You can find many recipes for Mirabelle plum tarts and jams, and the fruit is also known to make delicious brandy. While any of those would be tempting, I suggest trying this easy French dessert, perfect for a late summer or early autumn treat.
The clafoutis (pronounced klah-foo-TEE) is typically made with black cherries—sometimes with the pits to give it an extra almondy flavor—but I mix it up with plums, berries, or other seasonal fruits. Its simplicity comes from placing the fruit at the bottom of a baking dish and then covering it with a creamy, one-bowl filling, which is transformed into a flan-like cake filled with sweet, burst fruits.
To serve, it is often dusted with powdered sugar and accompanied with whipped cream.
Because wild blackberries seem to be popping up everywhere around our town, I also threw in a cup of those to add some zing to the plum custardy flavor. Feel free to mix up the fruits, just stick with the ratios for the best balance of fruit to filling.
Mirabelle plum and blackberry clafoutis
Start to finish: 90 minutes
Servings: 4-6
3 large eggs
¼ cup white sugar
¼ cup brown sugar, packed
6 tablespoons unsalted butter, melted and cooled, plus more for greasing the pan
1 cup all-purpose flour
½ teaspoon kosher salt
1 cup oat or almond milk
¼ teaspoon almond extract
½ teaspoon vanilla extract
1 ½ cups Mirabelle plums, pitted
1 cup blackberries
Powdered sugar for dusting
Preheat oven to 400°F (204°C). Butter a 9-inch baking dish or skillet.
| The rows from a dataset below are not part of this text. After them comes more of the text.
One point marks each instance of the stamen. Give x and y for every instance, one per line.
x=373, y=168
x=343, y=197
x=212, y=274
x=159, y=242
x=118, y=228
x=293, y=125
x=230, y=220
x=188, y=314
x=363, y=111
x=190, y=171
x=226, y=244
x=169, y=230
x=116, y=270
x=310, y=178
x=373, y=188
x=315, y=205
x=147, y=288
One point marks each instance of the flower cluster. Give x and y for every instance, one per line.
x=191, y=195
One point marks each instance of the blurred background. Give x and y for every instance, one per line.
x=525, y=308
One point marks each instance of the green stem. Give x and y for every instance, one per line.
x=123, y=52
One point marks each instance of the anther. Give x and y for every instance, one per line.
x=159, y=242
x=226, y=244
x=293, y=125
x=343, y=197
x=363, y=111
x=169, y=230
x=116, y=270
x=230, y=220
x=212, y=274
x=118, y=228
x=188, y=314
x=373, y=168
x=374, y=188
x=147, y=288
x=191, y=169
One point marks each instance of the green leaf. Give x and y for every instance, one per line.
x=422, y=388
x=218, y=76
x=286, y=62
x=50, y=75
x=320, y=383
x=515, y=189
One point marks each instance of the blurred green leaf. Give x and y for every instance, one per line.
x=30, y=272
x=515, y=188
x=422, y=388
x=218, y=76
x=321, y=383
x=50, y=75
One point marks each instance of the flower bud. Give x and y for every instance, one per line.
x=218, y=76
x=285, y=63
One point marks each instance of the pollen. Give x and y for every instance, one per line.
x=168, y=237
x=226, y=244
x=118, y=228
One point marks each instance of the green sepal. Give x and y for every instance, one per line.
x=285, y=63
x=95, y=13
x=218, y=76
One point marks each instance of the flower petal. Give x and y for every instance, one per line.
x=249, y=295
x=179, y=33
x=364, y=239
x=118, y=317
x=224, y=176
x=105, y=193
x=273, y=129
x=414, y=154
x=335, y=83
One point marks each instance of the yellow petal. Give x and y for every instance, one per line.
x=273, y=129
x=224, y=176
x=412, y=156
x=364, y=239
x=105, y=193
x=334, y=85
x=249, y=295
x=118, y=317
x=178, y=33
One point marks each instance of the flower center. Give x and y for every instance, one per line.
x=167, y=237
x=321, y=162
In a large bowl, whisk together eggs, white sugar, and brown sugar until pale yellow. Slowly add the melted and cooled butter until evenly combined. Gradually add the flour and salt and whisk until the batter is smooth.
Slowly pour in the milk, whisking until smooth and shiny. Add almond and vanilla extracts and stir to combine.
Place the pitted plums and blackberries in the buttered baking dish or skillet. Pour the batter evenly over the fruit.
Bake 25 to 30 minutes, until lightly browned, turning halfway through for even cooking. Remove from the oven and let sit at least 15 minutes before dusting with powdered sugar. Serve and dollop with whip cream, if desired.